In terms of ‘business as usual’ sanctions compliance and export licensing in the UK:

  • The Export Control Joint Unit’s (ECJU) role in approving strategic export licences has been identified as ‘business-critical’ by the Department for International Trade. The ECJU has brought in certain temporary measures in attempt to mitigate disruption to the export licence application process and its compliance programme will continue, but all site audits have been cancelled and replaced by remote audits.
  • The Office of Financial Sanctions Implementation (OFSI) is continuing to prioritise urgent and humanitarian licence cases, but work on all cases, including licence applications and compliance reports, will continue. OFSI has admitted that significant staff absence may in due course affect their usual response timescales.

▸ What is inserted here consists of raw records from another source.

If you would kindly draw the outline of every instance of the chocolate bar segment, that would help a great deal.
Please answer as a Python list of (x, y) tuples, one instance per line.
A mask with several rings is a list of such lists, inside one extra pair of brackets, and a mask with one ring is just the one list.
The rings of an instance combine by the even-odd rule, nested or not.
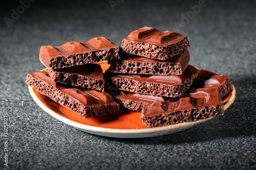
[(120, 105), (109, 94), (57, 83), (47, 72), (29, 73), (26, 83), (84, 117), (114, 114), (119, 110)]
[(122, 41), (120, 49), (127, 53), (165, 60), (189, 47), (186, 36), (145, 27), (131, 33)]
[(201, 80), (204, 81), (203, 87), (217, 88), (222, 98), (233, 87), (233, 83), (228, 78), (228, 75), (215, 75), (210, 77), (203, 77)]
[(200, 90), (176, 102), (145, 105), (141, 121), (148, 128), (154, 128), (223, 114), (223, 104), (219, 93)]
[(150, 76), (143, 75), (104, 74), (108, 88), (144, 94), (169, 98), (182, 96), (197, 77), (198, 70), (188, 65), (181, 75)]
[(49, 74), (52, 80), (57, 83), (104, 91), (103, 72), (99, 64), (49, 69)]
[(68, 42), (59, 46), (42, 46), (39, 58), (48, 68), (56, 69), (81, 65), (106, 60), (118, 59), (118, 47), (104, 37), (88, 41)]
[(121, 91), (114, 98), (125, 109), (136, 112), (141, 112), (145, 104), (156, 102), (170, 102), (174, 100), (174, 98), (134, 93), (124, 91)]
[(152, 128), (223, 115), (221, 98), (232, 86), (228, 76), (199, 77), (177, 101), (145, 105), (142, 122)]
[(157, 75), (180, 75), (190, 59), (187, 50), (166, 60), (159, 60), (125, 53), (119, 53), (120, 60), (109, 60), (112, 72)]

In the international sanctions space, the US Government has faced calls from international (and former American) diplomats to relax sanctions imposed on Iran, beyond the existing humanitarian exemptions, on the basis that they are limiting Iran’s ability to purchase essential items from abroad, including drugs, raw materials and equipment needed to manufacture medicine (notwithstanding that certain medical equipment can be licensed). On 27 February 2020, the Office of Foreign Assets Controls (OFAC) issued a new Counter Terrorism and Iran-related General License No. 8 (GL8) together with new frequently asked questions (FAQs) about GL8 and the Swiss Humanitarian Trade Arrangement. GL8 authorises certain Iran-related humanitarian transactions by US and non-US persons, even if the Central Bank of Iran (an SDN) is directly or indirectly involved. On 6 March 2020, OFAC also issued a new FAQ relating to available humanitarian exemptions. Nonetheless, calls for further relaxations have continued.

Conclusion

The existing delays in the criminal justice process will only be exacerbated by the impediments COVID-19 will inevitably present to the progress of investigations and charging decisions, pre-trial processes such as disclosure, and the continuation of jury trials. The adage ‘justice delayed is justice denied’ has particular force in the criminal sphere. However, the Scottish Government’s suggestion that trials might continue without juries has been roundly criticised, and abandoning prosecutions to avoid clogging the system would itself risk injustice, including to victims. 

As with most other areas of life, it seems that the criminal justice system will need to be as flexible as possible to manage the impact of government restrictions. The development of that flexibility is still at a relatively early stage (and perhaps lags behind that of the civil courts). Lawyers will need to find ways to facilitate such an approach whilst still ensuring that their clients’ rights are respected. Clients will be particularly astute to minimise fraud risk and the risk of exposure to other criminal activity at this uncertain time – and we will explore this further in a future briefing.